Un kilo en grano de café vale USD 2 dólares, pero en Starbucks es una taza la que vale esos dos dólares. De un kilo de café se obtienen entre 90 y 110 tazas, es decir al menudeo suman USD 200 por kilo para pagar todos los costos asociados desde el cultivo hasta el arriendo del local y la comercialización y propaganda. Semejante diferencia entre el precio local y del consumidor final se justifica por los procesos que se deben asumir para convertir el grano en un delicioso aroma bebible. Sin embargo, la diferencia es que el café está reglamentado, los campesinos cultivadores y los grandes hacendados generan riqueza y valor a miles de personas y pagan impuestos y cumplen sus obligaciones laborales y de prestaciones sociales. Mientras que al aumentar la oferta de coca y cocaína los beneficios derivados de la cadena no aumentan, no se redistribuyen como si ocurre en una cadena productiva agroindustrial legal.

En las regiones donde ya se encuentra establecida desde hace décadas la cadena productiva de la cocaína (créditos, semillas, asesoría, insumos para procesar, laboratorios, empaque, rutas de entrada y salida del producto, mecanismos de lavado y de protección) es fácil absorber la nueva oferta de coca y ampliar la capacidad de producción de cocaína. De la exportación se encargarán los carteles extranjeros. Cafeteros o bananeros cuando hay bonanza de producción hacen lo propio, nunca van a dejar que el producto se pudra en la planta. Tratan de vender todos los excedentes así baje el precio pues la infraestructura ya existe y absorberá todo lo que aguante.

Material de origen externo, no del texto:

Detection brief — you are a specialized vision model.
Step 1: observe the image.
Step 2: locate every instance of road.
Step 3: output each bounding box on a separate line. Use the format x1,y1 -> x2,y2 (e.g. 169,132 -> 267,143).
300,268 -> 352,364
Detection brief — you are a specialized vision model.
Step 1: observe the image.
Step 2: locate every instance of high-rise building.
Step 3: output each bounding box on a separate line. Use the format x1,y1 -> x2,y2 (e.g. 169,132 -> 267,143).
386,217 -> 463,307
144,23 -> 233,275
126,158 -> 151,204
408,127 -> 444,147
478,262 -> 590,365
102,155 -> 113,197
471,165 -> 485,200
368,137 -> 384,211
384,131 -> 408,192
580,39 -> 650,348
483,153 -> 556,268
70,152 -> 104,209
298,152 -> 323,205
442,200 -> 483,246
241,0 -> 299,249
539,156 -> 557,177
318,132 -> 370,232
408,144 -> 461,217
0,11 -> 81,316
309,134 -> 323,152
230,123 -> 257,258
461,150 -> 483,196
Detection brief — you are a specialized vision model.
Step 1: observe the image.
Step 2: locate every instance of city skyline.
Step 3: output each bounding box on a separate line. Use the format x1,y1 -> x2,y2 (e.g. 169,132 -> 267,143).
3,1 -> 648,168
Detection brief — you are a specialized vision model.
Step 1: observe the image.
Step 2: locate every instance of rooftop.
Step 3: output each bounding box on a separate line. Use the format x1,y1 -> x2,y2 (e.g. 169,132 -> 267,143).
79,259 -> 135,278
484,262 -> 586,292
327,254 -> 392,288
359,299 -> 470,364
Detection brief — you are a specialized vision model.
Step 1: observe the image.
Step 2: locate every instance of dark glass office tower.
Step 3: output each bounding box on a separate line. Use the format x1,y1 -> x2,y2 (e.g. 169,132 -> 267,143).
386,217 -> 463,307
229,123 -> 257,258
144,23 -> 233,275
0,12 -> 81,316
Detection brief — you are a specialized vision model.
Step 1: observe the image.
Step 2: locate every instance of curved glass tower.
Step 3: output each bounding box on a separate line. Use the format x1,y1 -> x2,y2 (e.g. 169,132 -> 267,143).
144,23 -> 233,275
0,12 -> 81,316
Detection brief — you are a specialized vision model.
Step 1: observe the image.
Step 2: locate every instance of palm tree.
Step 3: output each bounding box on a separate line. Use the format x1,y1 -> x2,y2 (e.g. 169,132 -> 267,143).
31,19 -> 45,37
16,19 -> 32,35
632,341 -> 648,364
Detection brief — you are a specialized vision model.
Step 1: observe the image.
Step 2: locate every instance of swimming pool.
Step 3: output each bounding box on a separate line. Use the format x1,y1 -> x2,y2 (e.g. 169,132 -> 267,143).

Los productores de cocaína siguen el modelo agroindustrial, pero sin pagar impuestos ni salarios justos ni seguridad social para sus trabajadores. En regiones como Tumaco los dos modelos agroindustriales conviven y los contrastes no pueden ser más claros. Este es otro efecto colateral al disminuir la represión. Si con el mismo o menos trabajo un campesino cultiva coca y gana el doble o el triple que trabajando como asalariado para producir palma, el atractivo de entrar a la cadena de la cocaína aumenta. Quiere decir que disminuye la oferta de mano de obra para la agroindustria legal y que sus costos se elevan. Es decir la economía legal se afecta cuando se estimula la ilegal. De la misma manera pierde el estado que recibe menos impuestos y además debe asumir las cargas sociales de los trabajadores cocaleros que no contribuyen al sistema, ni ellos ni sus patrones.

Es lógico pensar que sin represión ni legalización habrá más hoja, más pasta y más cocaína a menor precio interno. Los carteles mexicanos, europeos y asiáticos buscarán cómo colocar los excedentes y el gran perdedor será el consumidor final que tendrá a su disposición el consumo de drogas a menores costos. El balance social global puede ser negativo porque habría más gente consumiendo cocaína sin una regulación de su calidad y las mafias seguirán reinando sin pagar impuestos ni contribuciones sociales. En este sentido sería apropiado avanzar en la legalización con reglamentación y pedagogía del consumo, si de verdad se quiere remplazar la fracasada política de la guerra a las drogas.